Single Train Refinery
There are also issues of capacity and utilisation constraints with the Dangote Refinery, some have said. A single-train Residue Fluid Catalytic Cracking (RFCC) unit, as in Nigeria's Dangote Refinery, faces inherent technical limits due to its monolithic design, leading to high vulnerability to outages, suboptimal capacity utilization and frequent maintenance needs, experts say. Single-train RFCC requires phased turnarounds, and the Dangote Refinery has reportedly faced intermittent outages with a shutdown at the moment for catalyst replacement and reactor repairs scheduled to last until January 2026, pausing crude distillation for a while. That might be what has led to expansion plans for a second single-train unit that will increase the plant capacity to 1.4 million bpd.
That inherent vulnerability and claims that the current production capacity, said by NMDPRA to be between 50 per cent and 60 per cent (18-23.5M litres daily), with national consumption level put at 35-40 million litres daily has been cited as cause for concern in terms of energy security, and grounds for continued imports to avert shortages.
The Many Battles
One would have thought that with all that Alhaji Aliko Dangote has been through, he would be battle-weary by now. But it does look like, rather than being battle-weary, he is, in fact, battle-hardened. He has firmly laid it out - "$20 billion of investment is too big to fail... At the end of the day, someone will give up; either we give up, or they will give up, and I don't think I will give up."
There is a suggestion that this might be a fight to finish. One estimate I saw puts the monthly loss, on account of the price cut on Petrol, at almost N200 billion between Dangote and the marketers. It is difficult to tell what the actual endgame is. Not sure if this war is the sustainable path to take for all the parties. Not sure if the change in the leadership of the three sisters can guarantee a smoothing of relations, without a correction or agreement on some of the underlying fundamentals, as evident in the continued, even if understated, friction between NNPC and Dangote. There are underlying, largely unspoken issues around the PIA that require a careful reading to ensure that the interests of all parties are subsumed under the interest of Nigerians and the nation.
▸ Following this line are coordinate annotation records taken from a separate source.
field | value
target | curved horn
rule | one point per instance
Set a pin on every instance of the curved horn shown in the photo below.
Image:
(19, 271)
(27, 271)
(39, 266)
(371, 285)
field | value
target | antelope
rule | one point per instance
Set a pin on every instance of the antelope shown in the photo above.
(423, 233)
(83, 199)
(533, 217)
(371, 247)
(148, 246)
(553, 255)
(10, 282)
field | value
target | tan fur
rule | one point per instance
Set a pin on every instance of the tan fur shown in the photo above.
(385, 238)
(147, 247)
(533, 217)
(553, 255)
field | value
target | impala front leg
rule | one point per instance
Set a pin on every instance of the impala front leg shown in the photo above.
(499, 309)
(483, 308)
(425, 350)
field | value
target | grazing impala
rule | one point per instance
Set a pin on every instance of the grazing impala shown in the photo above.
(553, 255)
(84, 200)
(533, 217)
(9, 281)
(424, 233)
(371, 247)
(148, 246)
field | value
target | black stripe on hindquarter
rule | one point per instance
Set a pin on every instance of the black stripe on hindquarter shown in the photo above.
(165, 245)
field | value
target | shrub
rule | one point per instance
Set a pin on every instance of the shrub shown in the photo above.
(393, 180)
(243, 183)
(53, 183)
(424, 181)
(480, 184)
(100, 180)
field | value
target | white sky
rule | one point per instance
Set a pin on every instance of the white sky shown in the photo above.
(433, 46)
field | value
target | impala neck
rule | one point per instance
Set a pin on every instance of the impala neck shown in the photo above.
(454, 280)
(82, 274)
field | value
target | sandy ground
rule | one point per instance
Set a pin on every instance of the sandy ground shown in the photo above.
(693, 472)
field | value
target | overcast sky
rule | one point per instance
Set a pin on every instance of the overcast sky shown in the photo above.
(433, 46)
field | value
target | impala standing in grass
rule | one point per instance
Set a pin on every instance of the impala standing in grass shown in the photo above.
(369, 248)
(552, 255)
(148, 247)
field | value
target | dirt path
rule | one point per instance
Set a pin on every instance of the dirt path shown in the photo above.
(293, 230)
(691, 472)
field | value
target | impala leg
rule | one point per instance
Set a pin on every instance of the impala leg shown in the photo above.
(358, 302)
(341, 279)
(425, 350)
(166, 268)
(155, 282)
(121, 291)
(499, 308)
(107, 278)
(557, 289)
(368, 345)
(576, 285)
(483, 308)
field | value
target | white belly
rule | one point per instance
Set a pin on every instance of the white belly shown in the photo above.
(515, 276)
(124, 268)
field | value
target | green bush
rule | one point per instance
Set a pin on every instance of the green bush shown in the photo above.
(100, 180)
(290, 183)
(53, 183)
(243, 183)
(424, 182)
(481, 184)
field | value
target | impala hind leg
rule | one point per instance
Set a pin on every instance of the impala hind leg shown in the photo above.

As counselled in an August 2024 intervention, "it is not too late to get everyone back in the boardroom to fashion out a win-win solution, with Nigeria's energy security and national interest guaranteed...I think that should start from a recognition and acceptance that mistakes have been made. I will argue that what is required, at this time, is what we usually refer to as the 'political solution'. There has to be a way for a win-win solution.